Ben Bernanke’s Federal Reserve has been propping up the stock market, as you know. Interest rates are so low that anyone who needs to show a return on his or her investments is being forced to turn to Wall Street.

At some point, though, fundamentals like corporate earnings will take over, and this gamble will become too risky. And professional investors will take a hike.

The second shocking event would be if credit-ratings agencies downgraded US debt, as they’ve been threatening to do. That move would, at least theoretically, bring to Washington international embarrassment and cause the government to pay more to borrow money.

The third thing that could happen? The economy could go into a recession.

Official declarations of recessions are tricky things because they usually happen well after the fact. The last recession started in Dec. 2007 and lasted until June of 2009, according to the National Bureau of Economic Research, a private group.

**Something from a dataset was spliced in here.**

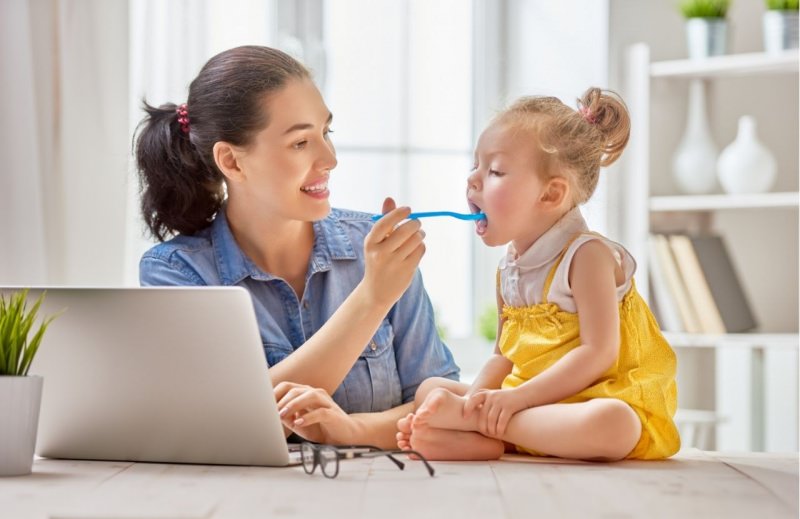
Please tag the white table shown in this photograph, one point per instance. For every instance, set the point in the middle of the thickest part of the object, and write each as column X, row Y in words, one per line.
column 693, row 484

But growth coming out of that recession has been so weak that job creation is very subpar. That slow growth is also causing Washington’s tax revenues to be weak at a time when money is needed to fight unemployment and wars.

In the July-through-September quarter the nation’s gross domestic product expanded at a mediocre 3.1 percent pace, up from just 1.3 percent in the spring quarter. Neither of those figures is trustworthy, because the government has a habit of using lower-than-realistic inflation figures to prop up economic growth.

And growth in the quarter that ended yesterday — which has not been tabulated yet — was probably hurt by the inability of the two political parties to play nicely on the fiscal cliff. Consumers shopped scared this Christmas, and companies couldn’t have felt much better.

Today is the start of a new year, so I’d like to wish you a happy 2013, despite the fact that it is starting on a somber note.